I don't think licensing your content prevents it from being used in AI models, considering that services such as Copilot were trained on data such as GPL licensed source code without having to comply with the terms it imposes when modifying or copying GPL licensed code (but it's not just resticted to restrictive licenses such as the GPL, since according to licenses such as the MIT they would also have to credit the authors of the original work). It seems that, for now, copyright law doesn't apply to data generated by AI models and that they don't need to comply with the terms of the licenses of the training data (or at least they don't seem to have been penalized for violating copyright law yet AFAIK).

And even if it wasn't licensed, companies can't use your works without your permission (unless it constitutes fair use). When you license a work, you are simply giving permission to other people to do things with your work they would otherwise not be allowed to do.

[–] [email protected] 2 points 1 year ago

My personal idea of freedom would be to at least make it illegal for google, openai and other giant profit oriented corpos to use my stuff (they probably would still do it but I want them to have to break the law doing it).
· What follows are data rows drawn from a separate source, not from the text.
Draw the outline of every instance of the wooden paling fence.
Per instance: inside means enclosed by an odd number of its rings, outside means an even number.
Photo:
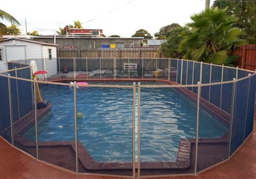
[[[157,48],[58,50],[58,56],[80,58],[163,58]],[[232,54],[239,56],[236,65],[249,70],[256,70],[256,44],[246,45],[235,50]]]
[[[237,61],[239,67],[255,71],[256,70],[256,44],[246,45],[233,52],[239,58]]]

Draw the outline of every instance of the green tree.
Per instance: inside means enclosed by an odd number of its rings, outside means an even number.
[[[10,22],[11,24],[17,25],[20,25],[19,21],[15,18],[14,18],[12,16],[1,10],[0,10],[0,18],[2,20],[6,20]],[[6,34],[6,32],[7,32],[7,26],[3,23],[0,21],[0,36]]]
[[[226,9],[208,9],[191,17],[187,24],[191,29],[183,33],[180,50],[186,51],[185,59],[215,64],[223,64],[228,52],[246,41],[240,39],[241,30],[232,28],[237,19],[230,16]]]
[[[37,30],[34,30],[33,32],[28,32],[27,33],[28,35],[33,35],[33,36],[39,36],[39,34]]]
[[[81,29],[83,28],[82,26],[82,23],[79,21],[75,21],[74,22],[74,25],[68,25],[68,29],[72,29],[72,28],[78,28]],[[65,27],[66,28],[66,27]],[[59,31],[56,31],[57,34],[59,35],[65,35],[66,34],[66,31],[65,31],[65,28],[60,28]]]
[[[187,27],[177,27],[170,30],[167,42],[163,43],[161,46],[161,52],[165,57],[183,58],[185,52],[179,51],[179,45],[183,40],[180,34],[188,30]]]
[[[167,39],[170,34],[174,28],[181,27],[179,23],[173,23],[170,25],[163,27],[159,32],[156,32],[154,36],[156,39]]]
[[[19,29],[14,24],[6,28],[6,35],[19,35],[21,33]]]
[[[240,28],[244,39],[250,44],[256,43],[256,1],[252,0],[215,0],[213,7],[227,8],[230,15],[235,16],[238,21],[234,27]]]
[[[144,37],[144,39],[152,39],[153,36],[150,34],[149,32],[144,29],[140,29],[137,30],[131,37]]]

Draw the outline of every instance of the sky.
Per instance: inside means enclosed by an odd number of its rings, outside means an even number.
[[[1,0],[1,10],[18,20],[22,34],[26,22],[27,32],[53,35],[60,28],[79,21],[84,28],[102,29],[107,36],[131,37],[140,29],[154,36],[173,23],[183,26],[204,10],[205,3],[205,0]]]

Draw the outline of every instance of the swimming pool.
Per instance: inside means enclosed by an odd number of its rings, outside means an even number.
[[[45,85],[40,90],[53,107],[39,123],[39,141],[73,141],[73,89]],[[140,101],[141,161],[176,160],[180,140],[195,137],[196,104],[174,88],[142,89]],[[79,88],[77,102],[82,114],[78,140],[93,159],[132,161],[133,90]],[[199,119],[199,138],[221,137],[228,129],[203,109]],[[35,141],[34,134],[32,127],[25,136]]]

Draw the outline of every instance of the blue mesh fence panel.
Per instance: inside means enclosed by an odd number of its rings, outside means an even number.
[[[187,83],[187,66],[188,61],[183,61],[181,85],[185,85]]]
[[[232,105],[232,93],[233,83],[226,83],[222,85],[221,108],[226,112],[230,114]]]
[[[210,86],[210,102],[217,107],[221,105],[221,85],[213,85]]]
[[[17,80],[10,78],[11,96],[12,96],[12,112],[13,122],[19,120],[18,96],[17,89]]]
[[[237,69],[224,67],[223,68],[223,81],[232,81],[237,76]]]
[[[220,117],[223,112],[219,108],[208,110],[204,107],[207,105],[200,105],[197,172],[228,157],[228,123]]]
[[[248,93],[248,101],[247,106],[247,118],[244,139],[251,133],[253,129],[253,121],[255,105],[256,75],[250,78],[250,90]]]
[[[249,74],[252,74],[252,73],[253,73],[253,72],[248,72],[248,71],[238,70],[238,78],[246,77],[248,76]]]
[[[248,103],[248,85],[250,78],[237,81],[235,94],[230,155],[235,151],[244,142],[246,107]]]
[[[177,77],[177,63],[178,60],[171,59],[171,81],[176,81]]]
[[[196,85],[200,81],[201,63],[195,62],[194,67],[194,84]],[[193,92],[197,94],[197,87],[193,87]]]
[[[221,82],[221,66],[212,65],[211,83]]]
[[[10,126],[8,78],[0,76],[0,131]]]
[[[192,85],[193,81],[193,61],[189,61],[188,63],[188,85]]]
[[[17,77],[30,79],[30,69],[26,68],[17,71]],[[33,110],[33,83],[17,80],[16,82],[19,106],[19,116],[21,118]]]
[[[181,83],[181,61],[178,61],[177,83]]]
[[[195,103],[176,88],[142,87],[140,101],[140,176],[194,172]]]
[[[203,64],[202,84],[210,83],[210,65],[209,64]],[[209,101],[209,86],[205,86],[201,92],[201,97],[207,101]]]

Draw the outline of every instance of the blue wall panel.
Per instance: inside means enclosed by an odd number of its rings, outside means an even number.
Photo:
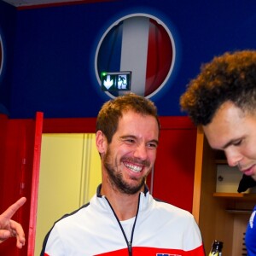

I mean, if you use a license in your posts that dictates profit sharing, prevents use without credit and use in proprietary formats, you might still sue. The interesting thing is that some lemming as done this under all their posts already. Is no big deal to have a client like voyager put a signature under your posts and comments indicating the proper license.

The more interesting question for me is, would google then exclude our information and would we hinder our growth unmecessarily and how would we still be findable but not end up in some proprietary LLM?

[–] [email protected] 1 points 1 year ago

Having a different license for each user would cause too much complexity and fragmentation. It makes more sense to have a license per instance. This can already be configured and gets displayed under /legal. Then based on the legal info users can decide where to signup, and admins can decide which instances to federate with.